Fecha: 17 de noviembre de 2024

Miramos el futuro junto a la Eucaristía, participando en ella y viviéndola.

Hemos visto que, ya participando en el momento que denominamos liturgia de la Palabra, sintiéndonos interlocutores de Dios, ofreciendo toda nuestra vida por amor como sacrificio, la misa es para nosotros el gran regalo para vivir esperanzados.

La celebración de la Eucaristía incluye otro momento que resulta particularmente eficaz para despertar y sostener la esperanza. Es el momento de la comunión, el momento en que se celebra la comunión real con Cristo y la comunión con los hermanos. Es decir, la comunión con el Cuerpo Sacramental de Cristo y la comunión con su Cuerpo Místico, que es la Iglesia.

Una de las causas más frecuentes que provoca el miedo al futuro es el sentimiento de soledad. La misma muerte, que es el hecho más temible y contradictorio, siempre ha de ser afrontado en definitiva por uno mismo, en soledad, aunque estemos rodeados de seres queridos. Sin duda todo es más llevadero cuando nos vemos apoyados por la presencia afectuosa de aquellos que nos quieren bien. Si esa presencia en la Misa no fuera visible, no por eso dejará de ser real. Una de las dimensiones de la salvación que nos trajo Jesucristo es justamente habernos dado una comunión inmensa de hermanos traída y fundada en Él.

Nos atrevemos a decir que esta comunión es más real de lo que parece, sobre todo si tenemos presente su universalidad. Nos quejamos de que no es tan visible como desearíamos. Pero ¿de dónde viene esa queja? Todos deseamos sentirnos queridos y acompañados, especialmente cuando tenemos miedo ante el futuro. Es natural. Pero ese sentimiento natural, debe ser bien discernido.

La comunión primera y fuente de todas las otras relaciones fraternas es la Comunión con Cristo. Esta comunión se manifiesta en nuestras celebraciones de la Eucaristía, cuando el Pan Eucarístico (y la paz) va del altar a cada uno de nosotros… y más allá del templo, por ejemplo, a los enfermos o impedidos y todos los necesitados. Es una comunión garantizada por el amor expansivo e inmarcesible, siempre vivo, de Cristo hacia nosotros, como nos dice San Pablo (cf. Rm 8,1ss.: “¿quién y qué podrá separarnos de su amor?”).
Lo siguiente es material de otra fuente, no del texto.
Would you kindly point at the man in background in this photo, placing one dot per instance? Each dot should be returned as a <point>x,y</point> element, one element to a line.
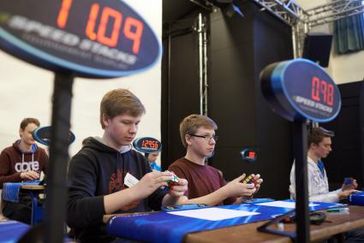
<point>23,161</point>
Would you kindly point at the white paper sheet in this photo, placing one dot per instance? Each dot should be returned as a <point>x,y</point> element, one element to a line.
<point>283,204</point>
<point>213,214</point>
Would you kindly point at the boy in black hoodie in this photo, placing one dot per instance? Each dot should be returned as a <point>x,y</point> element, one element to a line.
<point>102,174</point>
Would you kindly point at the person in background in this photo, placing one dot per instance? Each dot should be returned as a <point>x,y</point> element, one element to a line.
<point>152,159</point>
<point>107,176</point>
<point>23,161</point>
<point>319,147</point>
<point>206,184</point>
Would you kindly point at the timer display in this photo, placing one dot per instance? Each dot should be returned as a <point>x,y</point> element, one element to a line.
<point>300,89</point>
<point>91,38</point>
<point>147,145</point>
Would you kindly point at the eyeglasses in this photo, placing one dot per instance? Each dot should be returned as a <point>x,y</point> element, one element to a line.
<point>206,137</point>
La comunión con Cristo a través de su Cuerpo y Sangre es entrar en un inmenso banquete en el que se respira, se festeja, se comparte el mismo amor de la Trinidad. Ese amor entró en nuestro mundo como un inmenso fuego que atravesó el Cuerpo de Cristo en la Cruz, rasgó el velo del Templo y derribó los muros de la Ley; y en ellos cayeron todos los velos y todos los muros. Cuando comulgamos participamos de ese amor sacrificado, de forma que, para nosotros, ya no existen velos ni muros que pongan límites a nuestro amor.
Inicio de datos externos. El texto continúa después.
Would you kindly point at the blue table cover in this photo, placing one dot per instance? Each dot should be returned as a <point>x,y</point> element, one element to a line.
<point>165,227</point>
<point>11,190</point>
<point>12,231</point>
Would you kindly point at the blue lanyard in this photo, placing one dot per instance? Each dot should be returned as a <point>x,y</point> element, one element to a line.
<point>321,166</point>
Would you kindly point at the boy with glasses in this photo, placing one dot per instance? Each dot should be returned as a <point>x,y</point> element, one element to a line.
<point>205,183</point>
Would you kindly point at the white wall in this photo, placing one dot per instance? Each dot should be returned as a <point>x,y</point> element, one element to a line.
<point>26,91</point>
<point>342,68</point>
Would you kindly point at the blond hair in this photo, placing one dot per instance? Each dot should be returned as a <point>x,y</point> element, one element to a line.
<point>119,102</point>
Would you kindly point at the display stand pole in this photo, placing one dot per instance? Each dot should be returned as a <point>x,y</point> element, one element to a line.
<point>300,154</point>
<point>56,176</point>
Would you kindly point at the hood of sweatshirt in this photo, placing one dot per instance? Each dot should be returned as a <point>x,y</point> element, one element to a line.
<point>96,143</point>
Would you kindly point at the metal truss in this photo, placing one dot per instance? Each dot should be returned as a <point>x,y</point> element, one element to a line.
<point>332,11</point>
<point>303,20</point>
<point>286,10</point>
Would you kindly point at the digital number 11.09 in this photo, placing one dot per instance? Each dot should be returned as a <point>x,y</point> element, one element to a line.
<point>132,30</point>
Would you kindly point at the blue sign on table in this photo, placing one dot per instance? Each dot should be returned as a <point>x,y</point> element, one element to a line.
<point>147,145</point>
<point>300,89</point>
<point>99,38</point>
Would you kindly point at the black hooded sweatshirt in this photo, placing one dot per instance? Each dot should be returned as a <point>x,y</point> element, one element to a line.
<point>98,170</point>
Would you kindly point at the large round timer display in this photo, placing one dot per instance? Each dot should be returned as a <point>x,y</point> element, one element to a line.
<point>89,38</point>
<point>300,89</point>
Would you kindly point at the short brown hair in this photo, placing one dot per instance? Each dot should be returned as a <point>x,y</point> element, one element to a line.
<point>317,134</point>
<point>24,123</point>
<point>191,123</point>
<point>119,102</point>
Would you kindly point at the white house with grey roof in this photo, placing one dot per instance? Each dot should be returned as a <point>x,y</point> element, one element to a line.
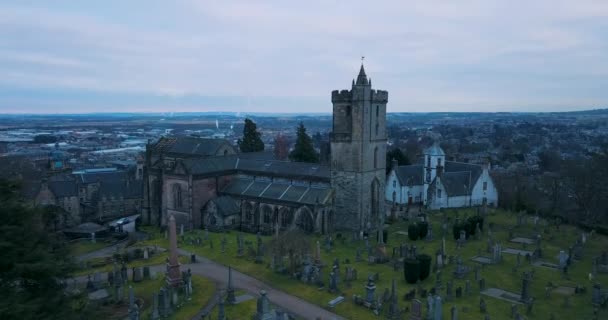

En la mesa de este banquete nos hallamos acompañados por el amor del anfitrión, es decir, por Jesús mismo, pero también por la multitud de hermanos que están sentados al lado. Quien participa de la Eucaristía vive en y con esa multitud de hermanos: algunos ya están en la gloria, otros seguimos caminando en esta historia. Ni les vemos, ni les escuchamos a todos, pero ellos están ahí con sus oraciones. La Carta a los Hebreos y el libro del Apocalipsis evocan esa multitud para infundir esperanza en los cristianos que viven persecución y martirio. Quizá también tengamos que recordarla cuando nos invada el miedo y la soledad. Quizá deberemos traerla a la memoria cuando participamos en la Eucaristía.

En todo caso está presente envolviéndonos. Los hermanos que vemos y tenemos al lado son solo signo de esa otra presencia multitudinaria. Un Pueblo inmenso que nada ni nadie podrá detener, porque su futuro está ya abierto a la eternidad.